Friday, July 13, 2012

motherless daughters


I started writing this post a few months before I gave birth. At that time, I didn't know how to end it, so it's been sitting around with the other unpublished posts I've got piling up on my computer. But, today—the anniversary of my (adoptive) mother's death— I thought it would be appropriate to take it out and finally finish it.


I wrote this while pregnant….


I woke myself up in the middle of the night calling for my mother last week. There I was, the middle of the night, big belly making my escape from my bedsheets nearly impossible, tears in my eyes, calling for the one and only person that I cannot have right now. I spoke to her anyway, spoke out loud to the darkness, but I found myself alone.


My midwives tell me that women without mothers experience the pain of that absence all over again during pregnancy. In becoming a mother, it only makes sense that you would look back to your own. For me, that's a complicated thing to do. I've lost two mothers in my lifetime. The first was lost to addiction and mental illness. She is not deceased, but was swallowed up by her afflictions so much so that I do not know the real woman beneath them….I do not know who I lost, but have always carried that absence with me on a profound level.

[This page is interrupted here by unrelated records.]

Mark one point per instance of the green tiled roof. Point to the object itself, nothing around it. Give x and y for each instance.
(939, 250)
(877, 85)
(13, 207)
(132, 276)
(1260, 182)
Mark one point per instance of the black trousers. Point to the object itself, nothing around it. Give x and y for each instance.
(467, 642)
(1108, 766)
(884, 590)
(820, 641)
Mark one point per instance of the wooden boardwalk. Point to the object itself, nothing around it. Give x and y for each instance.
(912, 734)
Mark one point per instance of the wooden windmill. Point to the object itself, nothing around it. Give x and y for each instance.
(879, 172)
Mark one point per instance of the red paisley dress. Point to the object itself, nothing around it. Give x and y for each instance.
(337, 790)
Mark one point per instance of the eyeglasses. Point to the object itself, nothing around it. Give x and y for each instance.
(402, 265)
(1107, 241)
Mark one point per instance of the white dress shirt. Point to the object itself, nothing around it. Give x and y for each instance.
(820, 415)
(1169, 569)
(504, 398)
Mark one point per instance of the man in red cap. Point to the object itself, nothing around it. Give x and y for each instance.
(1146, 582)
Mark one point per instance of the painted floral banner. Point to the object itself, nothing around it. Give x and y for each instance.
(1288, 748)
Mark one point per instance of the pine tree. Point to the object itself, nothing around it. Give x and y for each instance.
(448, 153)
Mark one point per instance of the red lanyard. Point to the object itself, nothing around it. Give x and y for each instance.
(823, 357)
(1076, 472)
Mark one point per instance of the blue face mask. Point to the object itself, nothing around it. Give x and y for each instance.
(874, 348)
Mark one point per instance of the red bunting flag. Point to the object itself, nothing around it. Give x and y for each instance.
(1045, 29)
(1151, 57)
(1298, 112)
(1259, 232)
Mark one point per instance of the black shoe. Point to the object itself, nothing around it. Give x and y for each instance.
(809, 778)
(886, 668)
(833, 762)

My second experience of losing a mother was quite different, though. There was a woman who was first my stepmother, who relentlessly tried to peel through the layers of pain and fear and protection that surrounded me as a child, a woman who eventually found the little girl underneath, picked her up, dropped the "step" and became my mother. Ultimately, my time with her was short, but without her presence in my life, without her love and affection, without her belief that I was truly her daughter, I know my path would have veered in a dark, troubling direction. But, I lost this mother too. She passed away suddenly at the young age of 48, a few days after my 23rd birthday.


I will always carry these losses with me, the absence will always be in tow. So much of who we are, how we feel about the world and how we feel in that world, comes from our mother. There is a space within us that only she can fill, and if we lose her that space remains empty….at times our memories may float through, filling it momentarily if we focus hard enough to bring her back to life….and then she is gone again. That space is sacred and cannot be filled by anyone else.


So, then what happens when you begin the enormous transition that accompanies pregnancy from the moment you conceive, when you sort through what it means to be a mother and become one yourself? I've found the process overwhelming and the memories, both painful and happy, inescapable.


And now I am a mother….





So far, mothering without a mother hasn't been always easy. The first month of Emmie's life I found myself crying several times, wishing a fruitless wish. "If only my mother was here…." I'd often think or say out loud. No one else can provide the kind of comfort, guidance and support that your mother can when you are in the early days of motherhood yourself. But, I get by. Because I am a mother. And that's what mothers do. They soldier on, they push through what's ailing themselves in order to give to their children, they don't let their past pain tarnish their children's futures—at least that is the kind of mother I aspire to be.



When I was in labor, my progress stalled. There was a moment when I was full of fear and I so badly wanted my mother. My midwife was about to massage my cervix for the second time, and I could not bear the thought of experiencing the pain of this again. I found myself reliving a lot of "old pain," pain from decades ago, long forgotten, but called up in that moment. It was natural for me to then reach for my mother as she is a symbol of protection to me. 


Now I am the protector. I pulled myself through labor for my little girl, and I live each day showing her that she can trust me….that I am here, always. I can tell by the way she melts into my arms, the way she looks to me to hold her when she is inconsolable, the way she gazes up at me when she's at my breast, that I am doing my job. 


I am not sure that I will ever stop reliving the loss of my mother(s) or stop experiencing the pain of her absence, at least to some degree. I am too often reminded of her, because I am now doing her job. I sometimes find myself slipping into daydreams. It will be a hard day, the baby will be cranky and I will be exhausted, and then my mom will walk in the door. She will take the crying baby from my arms and soothe her with ease, she will tell me to crawl into bed to take a nap, she will cook me dinner and ask if I want her to spend the night to help out. Then there are moments, like the other day when I saw a red Audi on the highway, the same car my mom drove, and I honest to god forgot that she was no longer alive. I quickly thought "hey, I wonder if that's her!" And then I was shocked to realize that I had actually forgotten for a moment. That hasn't happened since the first year after her death. As sad as those daydreams or moments of forgetfulness are, they are also somewhat comforting, because my mother is alive in them. 


I'm not sure I'm anywhere near some sort of conclusion about mothering without a mother, as my journey has just begun. I suppose that is why this post feels jumbled and vague. But, I know that trying to put it into words is helpful in sorting it out. The beautiful lesson is that I have part of my mother with me. She was there for me during labor, when I called out to her. She is here for me now as I stumble around and blossom into the mother I am sure she knew I'd become. I feel her pride in how I've handled motherhood thus far, and I feel her confidence in the kind of life I will give my child. My cheerleader is still there, whispering in my ear and watching over my baby.